Koop in a government post is also a lesson for pro-lifers and Christians. There are people fighting for pro-life and Christian values just for opportunism. You cannot see their hearts, but if given a government post, they will have no problem to let their hearts show their real motivation.
The massive pro-life propaganda of Koop, in books and movies, in the 1970s brought him massive fame, especially because he was with Schaeffer. This propaganda was instrumental for Reagan to appoint him. Yet, Koop disappointed Reagan and conservative Christians in the abortion and homosexual issues.
The Koop case was a moral tragedy in the Reagan administration and in the pro-life movement. He could have used his principles — which he used successfully against smoking — against abortion, AIDS and homosexuality, but he never did it.

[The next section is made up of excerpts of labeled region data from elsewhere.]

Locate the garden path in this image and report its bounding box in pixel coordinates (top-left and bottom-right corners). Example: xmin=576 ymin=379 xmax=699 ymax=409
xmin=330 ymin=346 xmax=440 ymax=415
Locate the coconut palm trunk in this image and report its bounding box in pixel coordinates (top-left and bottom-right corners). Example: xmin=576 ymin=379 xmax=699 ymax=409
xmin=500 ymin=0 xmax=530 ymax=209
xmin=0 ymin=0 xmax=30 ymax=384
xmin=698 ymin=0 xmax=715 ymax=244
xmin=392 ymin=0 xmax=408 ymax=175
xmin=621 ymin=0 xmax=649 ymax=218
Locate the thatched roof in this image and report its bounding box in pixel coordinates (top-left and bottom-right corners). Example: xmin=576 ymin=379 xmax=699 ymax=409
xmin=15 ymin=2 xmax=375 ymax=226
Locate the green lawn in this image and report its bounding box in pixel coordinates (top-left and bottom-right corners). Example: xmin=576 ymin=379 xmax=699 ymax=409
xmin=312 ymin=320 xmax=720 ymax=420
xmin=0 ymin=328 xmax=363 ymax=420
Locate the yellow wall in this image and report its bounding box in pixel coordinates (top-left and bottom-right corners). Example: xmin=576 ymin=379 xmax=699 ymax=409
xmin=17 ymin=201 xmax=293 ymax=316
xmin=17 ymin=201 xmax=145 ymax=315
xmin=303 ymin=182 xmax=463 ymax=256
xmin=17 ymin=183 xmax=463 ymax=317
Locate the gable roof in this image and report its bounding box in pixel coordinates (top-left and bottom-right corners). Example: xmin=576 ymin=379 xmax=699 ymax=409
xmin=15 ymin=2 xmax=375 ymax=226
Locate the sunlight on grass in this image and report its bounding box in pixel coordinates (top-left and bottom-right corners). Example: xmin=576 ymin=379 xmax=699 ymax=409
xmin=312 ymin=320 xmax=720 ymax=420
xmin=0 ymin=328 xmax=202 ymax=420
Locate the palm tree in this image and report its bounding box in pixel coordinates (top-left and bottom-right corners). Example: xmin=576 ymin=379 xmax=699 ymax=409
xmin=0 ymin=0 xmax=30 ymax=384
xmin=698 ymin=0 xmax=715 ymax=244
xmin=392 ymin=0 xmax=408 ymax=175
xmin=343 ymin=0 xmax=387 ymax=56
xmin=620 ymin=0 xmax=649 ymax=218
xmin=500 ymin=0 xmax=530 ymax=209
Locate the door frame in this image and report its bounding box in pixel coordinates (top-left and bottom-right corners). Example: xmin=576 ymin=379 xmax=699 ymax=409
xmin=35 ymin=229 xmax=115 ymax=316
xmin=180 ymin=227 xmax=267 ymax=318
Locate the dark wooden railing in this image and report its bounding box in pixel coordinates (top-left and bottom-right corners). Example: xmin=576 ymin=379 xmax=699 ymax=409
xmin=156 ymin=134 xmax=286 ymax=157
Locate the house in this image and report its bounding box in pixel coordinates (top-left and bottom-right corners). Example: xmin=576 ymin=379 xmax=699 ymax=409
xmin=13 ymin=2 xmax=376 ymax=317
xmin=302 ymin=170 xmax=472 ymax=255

If smoking is harmful, what is abortion? What is sodomy? What is AIDS? Actually, it made no sense to condemn smoking and exempt abortion and sodomy.
Koop was appointed by Reagan to show his conservative stances, but he chose to hide them, for fear of left-wing journalists and homosexualists.
Because of Koop, the most conservative Republican administration in the modern U.S. history displeased conservatives and pleased left-wingers as far as abortion, AIDS and homosexuality are concerned. It is not what you expect when a conservative administration appoints a conservative pro-life evangelical champion, but it is what you get when the convictions of the conservative champion get heavily tested through too much power in a government post.
With information from The Daily Beast, Associated Press, ABC News, CNN, New York Times, Reuters and Banner of Truth.